Code Civil

Article 1754 : Explication et Exemple

Comprendre le droit simplement.

Texte Officiel
En vigueur
"Les réparations locatives ou de menu entretien dont le locataire est tenu, s'il n'y a clause contraire, sont celles désignées comme telles par l'usage des lieux, et, entre autres, les réparations à faire : Aux âtres, contre-coeurs, chambranles et tablettes de cheminées ; Au recrépiment du bas des murailles des appartements et autres lieux d'habitation à la hauteur d'un mètre ; Aux pavés et carreaux des chambres, lorsqu'il y en a seulement quelques-uns de cassés ; Aux vitres, à moins qu'elles ne soient cassées par la grêle ou autres accidents extraordinaires et de force majeure, dont le locataire ne peut être tenu ; Aux portes, croisées, planches de cloison ou de fermeture de boutiques, gonds, targettes et serrures."

L'Explication Prémisse

En termes simples

Cet article dit simplement que, sauf clause du bail contraire, le locataire doit prendre en charge les petites réparations et l'entretien courant désignés par l'usage du lieu. La loi donne une liste illustrative de ces réparations : éléments de cheminée, battées et bas des murs (jusqu'à 1 m), quelques carreaux cassés, vitres (sauf cas de force majeure comme la grêle), et petites pièces de menuiserie et serrurerie. Il s'agit donc d'entretien courant, pas des gros travaux ou des réparations liées à la vétusté ou à des causes extraordinaires qui restent la charge du propriétaire.

Exemple Concret

Exemple : Paul loue un appartement. Un jour, son enfant casse par inadvertance une vitre de la fenêtre ; Paul doit la remplacer parce que la casse est due à un accident domestique (réparation locative). Si, par contre, la vitre a été brisée par une tempête de grêle, Paul n’en est pas responsable (cas de force majeure).
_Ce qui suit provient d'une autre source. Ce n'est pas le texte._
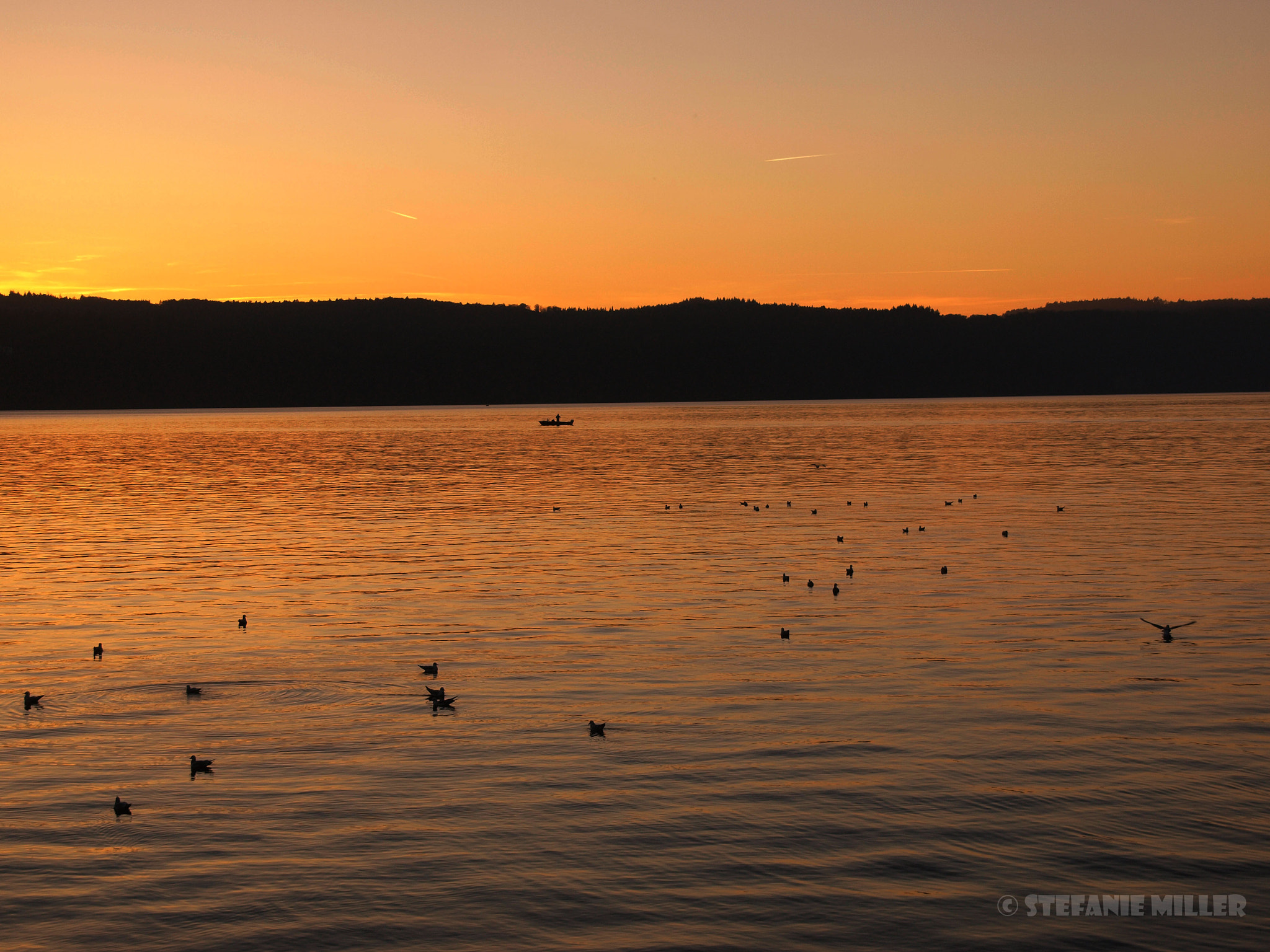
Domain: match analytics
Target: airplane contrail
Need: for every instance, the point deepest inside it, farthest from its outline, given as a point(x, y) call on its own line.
point(791, 157)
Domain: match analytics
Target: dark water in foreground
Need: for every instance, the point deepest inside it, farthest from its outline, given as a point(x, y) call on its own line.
point(922, 746)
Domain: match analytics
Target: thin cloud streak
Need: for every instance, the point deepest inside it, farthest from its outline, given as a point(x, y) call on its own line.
point(845, 275)
point(791, 157)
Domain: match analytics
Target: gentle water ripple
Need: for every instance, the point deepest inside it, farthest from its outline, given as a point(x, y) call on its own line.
point(921, 746)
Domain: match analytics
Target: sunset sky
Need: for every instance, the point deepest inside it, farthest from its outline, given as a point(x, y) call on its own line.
point(970, 156)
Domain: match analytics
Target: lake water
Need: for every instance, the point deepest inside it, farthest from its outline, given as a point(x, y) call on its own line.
point(920, 747)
Autre cas : quelques carreaux de la cuisine sont fissurés ; Paul doit les remplacer. Mais si tout le carrelage est détérioré par un problème de sol, la réparation majeure incombe au propriétaire.

Points Clés à Retenir
  • Obligation du locataire uniquement pour les « réparations locatives » ou le « menu entretien », c’est‑à‑dire les petites réparations courantes.
  • La liste fournie est indicative (« entre autres ») et reflète l’usage des lieux ; des usages locaux peuvent compléter la liste.
  • Les éléments visés incluent : âtres, contre‑coeurs, chambranles et tablettes de cheminées ; le recrépiment (enduit) du bas des murs jusqu’à 1 m ; quelques pavés ou carreaux cassés ; les vitres ; portes, croisées, planches de cloison, gonds, targettes et serrures.
  • Exception pour les vitres : le locataire n’est pas tenu quand la casse provient d’événements extraordinaires ou de force majeure (ex. grêle, tempête).
  • La clause contraire dans le bail peut modifier ces règles : le contrat peut reporter certaines réparations au propriétaire ou en donner la charge au locataire au‑delà de ce qui est prévu ici.
  • Il s’agit de réparations de faible importance ; les gros travaux, la réparation des vices de construction ou l’entretien structurel restent en principe à la charge du propriétaire.
  • En cas de doute ou de contestation (ampleur des travaux, cause du dommage), il peut être utile de se référer au bail, aux usages locaux et, si nécessaire, de demander une expertise.
  • Pour le locataire : garder des preuves (photos, factures, constats) permet de prouver la cause du dommage en cas de litige.